WONS 2021
16
th
Wireless On-demand Network systems and Services Conference
9-11th March 2021, Virtual Conference
IEEE Authors Registration Fees: 180€ | Free for PhD Students (non-authors)
Keynotes
Joerg Widmer
The Road to Practical and Scalable Millimeter-Wave Networks
Abstract:
The high bandwidth available at millimeter-wave frequencies allows for very high data rates, and the latest wireless technologies are already starting to exploit this part of the radio spectrum to achieve rates of several GBit/s per user. Communication at these frequencies typically uses directional antennas which brings about interesting challenges to align antenna beams. Given the high penetration loss, most obstacles (e.g., a person) also completely block the signal. This results in a very dynamic radio environment and channels may appear and disappear over very short time intervals. This keynote highlights some approaches to deal with these networking challenges. The very large bandwidth at mm-wave frequencies also allows to design highly accurate location systems, and such location information be used to facilitate beam training, optimize access point association, and predict (and counteract) future blockage. We discuss how to implement such a location system on off-the-shelf devices and present a millimeter-wave network optimization mechanism based on simultaneous localization and mapping of the environment.
About the speaker:
Joerg Widmer is Research Professor and Research Director of IMDEA Networks in Madrid, Spain. Before, he held positions at DOCOMO Euro-Labs in Munich, Germany and EPFL, Switzerland. His research focuses on wireless networks, ranging from extremely high frequency millimeter-wave communication and MAC layer design to mobile network architectures. Joerg Widmer authored more than 150 conference and journal papers and three IETF RFCs, and holds 13 patents.

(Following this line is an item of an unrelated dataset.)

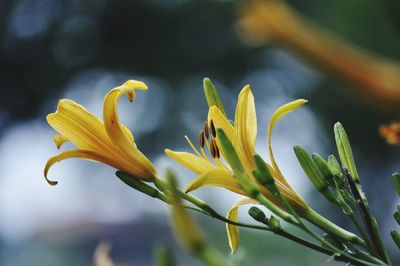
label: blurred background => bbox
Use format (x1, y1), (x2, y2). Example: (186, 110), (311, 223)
(0, 0), (400, 265)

He was awarded an ERC consolidator grant, the Friedrich Wilhelm Bessel Research Award of the Alexander von Humboldt Foundation, a Mercator Fellowship of the German Research Foundation, a Spanish Ramon y Cajal grant, as well as eight best paper awards. He is an IEEE Fellow and Distinguished Member of the ACM.
Jérôme Härri
Knowledge on the Edge - From Information to Knowledge Networks
Abstract:
Next Generation IoT (NG-IoT) architectures and applications are cornerstone to radical innovations in various applications domains, such as industry 4.0, smart transportation, health or agriculture. Key enablers for NG-IoT are hyper-connectivity (5G+), edge-cloud computing and AI/ML, leading to the generalization of knowledge creation at the edge but also to growing autonomy of edge entities. Supporting NG-IoT requirements, 5G sidelink communication enables device-to-device and soon even multi-hop ad hoc communications. Edge-cloud platforms provides processing, storage and intelligence closer to IoT devices or even integrated with IoT devices. And recent federated or gossip learning mechanisms pave the way to cooperative knowledge creations between edge entities. With cooperative knowledge creation between edge-cloud platforms over peer-to-peer wireless links comes the challenge of knowledge segmentation, where knowledge location is not unique and where various versions of a given knowledge may be available in different locations or time. Knowledge at the edge therefore opens the era of knowledge networking. This keynote first highlights NG-IoT cooperative decentralized innovations, covering 5G sidelink and ad hoc multi-hop networking, edge-cloud and dew computing, and federated/gossip machine learning. It then introduces a framework for knowledge-centric networking, emphasizing challenges behind autonomously naming and creating knowledge or identifying and locating knowledge. It finally illustrates the impact of the proposed framework with selected use cases of knowledge networking applied to connected vehicles.
About the speaker:
Jérôme Härri is Professor with the Communication Systems Department, EURECOM, Sophia Antipolis, France, where he leads the Connected Automated Transport System (CATS) team in the Networked Systems group. Previously, he led the Traffic Telematics Junior Research Group of the Institute of Telematics, Karlsruhe Institute of Technology, Karlsruhe, Germany. His research interests are related to wireless vehicular communication and networking, traffic flow modelling, internet-of-things (IoT), or control system optimization, in particular their mutual interactions in future automated vehicles. Jérôme has authored and coauthored over 80 international journal and conference papers, is involved in various national and European research projects related to connected vehicles, and actively contributes to various Standardization bodies. Jérôme Härri received the M.Sc. and the Dr. ès Sc. (PhD) degrees in telecommunication from the Swiss Institute of Technology (EPFL), Lausanne, Switzerland. He is Associate Editor for Frontier in Future Transportation as well as for the Hindawi Journal of Advanced Transportation.